Skills provide the platform's analytical capabilities as portable workflows that work across any MCP-compatible environment. They auto-detect the best execution path: MCP tools (if gateway is connected) → AWS CLI (if available) → delegate to coding agent.
| Skill | Invoke with | What it does |
|---|---|---|
/developer-guide |
"how do I add an agent?" | Interactive guide for extending the platform |
/resilience-report |
"generate a DX resilience report" | Self-contained HTML with topology + assessment |
/finops-analysis |
"what are my top costs?" | Cost breakdown, trends, forecasts, savings |
/health-events-digest |
"any critical health events?" | Health event digest with risk scoring |
/tag-governance-assessment |
"how's my tag compliance?" | Tag compliance scoring + remediation links |
Skills are invoked by typing /skill-name in Claude Code or Kiro. Each skill auto-detects the best execution path:
| Path | When | What you need |
|---|---|---|
| MCP tools (fastest) | Gateway is connected to your IDE | DEPLOY_MODE=gateway-only deployed + gateway endpoint in MCP config |
| AWS CLI | Working locally with credentials | AWS CLI v2 + active credentials (aws sts get-caller-identity works) |
| Delegate | Sandboxed environment | Coding agent (Kiro) enabled in host capabilities |
For the MCP tool path (recommended — handles cross-account, pre-enriched data):
# 1. Deploy the gateway + Lambda tools only (no agents, no frontend)
DEPLOY_MODE=gateway-only make deploy-auto
# 2. Get the gateway endpoint
terraform -chdir=terraform output gateway_endpoint
# 3. Add to your IDE's MCP config
# Claude Code: .mcp.json at project root
# Kiro: Settings → MCP Servers
Once connected, skills detect the tools automatically and skip the CLI/delegate paths.

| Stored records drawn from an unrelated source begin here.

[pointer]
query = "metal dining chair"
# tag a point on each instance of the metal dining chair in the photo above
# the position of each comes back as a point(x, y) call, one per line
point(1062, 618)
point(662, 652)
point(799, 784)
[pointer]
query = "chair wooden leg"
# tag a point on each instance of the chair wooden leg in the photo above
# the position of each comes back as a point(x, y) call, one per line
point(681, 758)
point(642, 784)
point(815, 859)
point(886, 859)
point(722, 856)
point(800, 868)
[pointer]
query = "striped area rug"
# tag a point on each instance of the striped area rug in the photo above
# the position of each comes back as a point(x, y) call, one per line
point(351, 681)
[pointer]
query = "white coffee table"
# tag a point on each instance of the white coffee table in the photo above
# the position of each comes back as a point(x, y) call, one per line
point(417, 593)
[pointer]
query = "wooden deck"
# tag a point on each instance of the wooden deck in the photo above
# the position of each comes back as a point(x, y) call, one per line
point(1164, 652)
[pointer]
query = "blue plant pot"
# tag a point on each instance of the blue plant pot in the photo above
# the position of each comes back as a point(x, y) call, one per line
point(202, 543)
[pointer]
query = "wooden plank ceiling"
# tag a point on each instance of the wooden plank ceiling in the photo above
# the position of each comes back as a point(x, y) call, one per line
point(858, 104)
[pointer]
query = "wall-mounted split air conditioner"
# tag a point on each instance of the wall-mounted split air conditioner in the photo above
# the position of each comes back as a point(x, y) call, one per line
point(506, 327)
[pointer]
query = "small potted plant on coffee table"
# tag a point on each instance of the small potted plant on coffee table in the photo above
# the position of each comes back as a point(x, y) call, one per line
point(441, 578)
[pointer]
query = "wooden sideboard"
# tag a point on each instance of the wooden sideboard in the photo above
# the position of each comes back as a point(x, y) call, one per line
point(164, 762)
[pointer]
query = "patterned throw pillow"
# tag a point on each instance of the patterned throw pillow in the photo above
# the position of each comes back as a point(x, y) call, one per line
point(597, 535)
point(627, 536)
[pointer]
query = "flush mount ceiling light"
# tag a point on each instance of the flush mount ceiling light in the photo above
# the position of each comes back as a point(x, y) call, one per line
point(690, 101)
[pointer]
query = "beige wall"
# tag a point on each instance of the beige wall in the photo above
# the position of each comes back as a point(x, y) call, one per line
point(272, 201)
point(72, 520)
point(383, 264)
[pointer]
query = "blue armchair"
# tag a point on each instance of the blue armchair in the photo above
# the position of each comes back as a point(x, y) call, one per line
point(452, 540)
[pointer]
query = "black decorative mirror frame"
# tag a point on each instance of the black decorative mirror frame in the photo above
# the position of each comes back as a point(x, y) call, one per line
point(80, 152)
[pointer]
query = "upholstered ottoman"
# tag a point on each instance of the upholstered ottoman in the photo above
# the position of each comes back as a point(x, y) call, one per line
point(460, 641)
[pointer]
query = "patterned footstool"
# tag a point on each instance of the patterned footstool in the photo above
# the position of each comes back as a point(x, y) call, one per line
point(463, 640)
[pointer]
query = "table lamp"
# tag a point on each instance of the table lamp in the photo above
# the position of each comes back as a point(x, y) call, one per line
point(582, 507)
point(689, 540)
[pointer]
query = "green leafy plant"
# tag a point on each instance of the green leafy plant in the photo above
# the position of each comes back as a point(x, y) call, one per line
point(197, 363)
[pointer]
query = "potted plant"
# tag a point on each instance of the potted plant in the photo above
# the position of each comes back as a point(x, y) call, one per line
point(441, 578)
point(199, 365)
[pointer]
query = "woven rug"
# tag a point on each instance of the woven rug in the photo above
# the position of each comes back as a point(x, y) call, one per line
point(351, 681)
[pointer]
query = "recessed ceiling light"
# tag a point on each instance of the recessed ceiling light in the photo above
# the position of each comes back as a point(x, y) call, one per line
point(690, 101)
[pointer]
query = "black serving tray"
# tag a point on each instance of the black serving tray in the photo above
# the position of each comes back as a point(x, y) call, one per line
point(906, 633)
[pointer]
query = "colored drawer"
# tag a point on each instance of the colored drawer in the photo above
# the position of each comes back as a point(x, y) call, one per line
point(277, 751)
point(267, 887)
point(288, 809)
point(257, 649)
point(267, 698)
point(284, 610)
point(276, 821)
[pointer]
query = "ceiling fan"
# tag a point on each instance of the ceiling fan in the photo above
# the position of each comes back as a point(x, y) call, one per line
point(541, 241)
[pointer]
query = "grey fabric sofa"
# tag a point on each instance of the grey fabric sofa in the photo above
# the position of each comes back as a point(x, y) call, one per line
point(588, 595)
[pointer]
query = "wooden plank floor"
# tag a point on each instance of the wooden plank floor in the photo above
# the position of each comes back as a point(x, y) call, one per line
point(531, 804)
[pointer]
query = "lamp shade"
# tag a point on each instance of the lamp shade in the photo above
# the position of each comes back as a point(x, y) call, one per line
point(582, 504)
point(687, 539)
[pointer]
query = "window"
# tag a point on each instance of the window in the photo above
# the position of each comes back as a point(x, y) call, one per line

This sample includes foundational security controls (SigV4 inter-agent auth, Cognito JWT, IAM least-privilege, tenant isolation, output redaction, Bedrock Guardrails). For production deployments, consider the following additional hardening:
| Area | Recommendation |
|---|---|
| Network isolation | Place Lambda functions in a VPC with VPC endpoints for DynamoDB, Bedrock, SSM, and STS. Remove public internet paths for data-plane traffic. |
| Web Application Firewall | Enable AWS WAF on the CloudFront distribution with managed rule groups (AWSManagedRulesCommonRuleSet, AWSManagedRulesKnownBadInputsRuleSet) and rate-limiting rules. |
| Container scanning | Enable ECR scan-on-push and integrate vulnerability findings into the build pipeline. Block deployment of images with Critical/High CVEs. |
| Threat detection | Enable Amazon GuardDuty for runtime threat detection on IAM credential abuse, container anomalies, and DNS exfiltration. |
| Key management | Rotate KMS customer-managed keys annually. Use separate keys per data classification tier. |
| Rate limiting | Add per-user throttling at API Gateway (token bucket) and Bedrock inference quota management. |
| Audit logging | Enable CloudTrail Data Events for DynamoDB and S3 to capture item-level access. Retain audit logs for 365 days minimum. |
| Incident response | Develop IR playbooks for AI-specific incidents (prompt injection, memory poisoning, model abuse). |
This project is licensed under the MIT-0 License. See the LICENSE file.